Saturday, October 30, 2010

I had a book of poems by Cormac McCarthy. At first I was excited about it, but disappointment quickly supplanted my excitement: McCarthy was like Raymond Carver in that his poems weren't as good as his prose. In the dining room of a student coop where I used to live I threw the book away. Since it had become a large, bloody slab of plastic-wrapped beef, it hit the bottom of the trash barrel with a sickening plop. "You shouldn't throw it away," I thought. "You know how you are: you'll wish you had it back. Besides, the trash won't be taken out for weeks. The book will rot and stink." And I knew that throwing the book away would somehow make me a suspect in the recent disappearance of a ten-year-old boy. A drug-dealer--a fourteen-year-old boy with scraggly blond hair--approached me and, brandishing a knife, demanded the whereabouts of this missing boy.

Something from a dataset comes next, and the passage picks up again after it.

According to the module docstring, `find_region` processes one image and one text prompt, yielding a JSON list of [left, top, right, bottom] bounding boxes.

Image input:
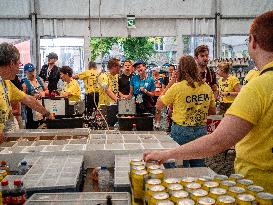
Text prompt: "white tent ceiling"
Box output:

Then I was on the lam in the back seat of a car driven by one of my students. We were careening around slummy, nocturnal streets. Drug-dealers shouted jeers at us and pelted the car with garbage which my student windshield-wiped away.

2 comments:

Elle said...

wow.

freak out.

what do you make of it?

Delia Psyche said...

Maybe just "freak out." Or maybe it's about the anxieties aroused by teaching. For example, my occasional fears that because I'm eccentric/bohemian/single, I'm perceived as morally unfit to mentor young people, many of whom shock me with stories of the brutal and squalid circumstances from which they've emerged--or in which they're still submerged, in some cases. (Well, no, not "shock." They afflict me with a malaise.)The garbage-hurling and windshield-wiping clearly come from the film Taxi Driver. The rotting meatbook may come from something I said recently: "A stack of ungraded papers starts to smell like rotting meat." (I think I was cribbing Roethke.) A putrescent dream! Glad I woke up.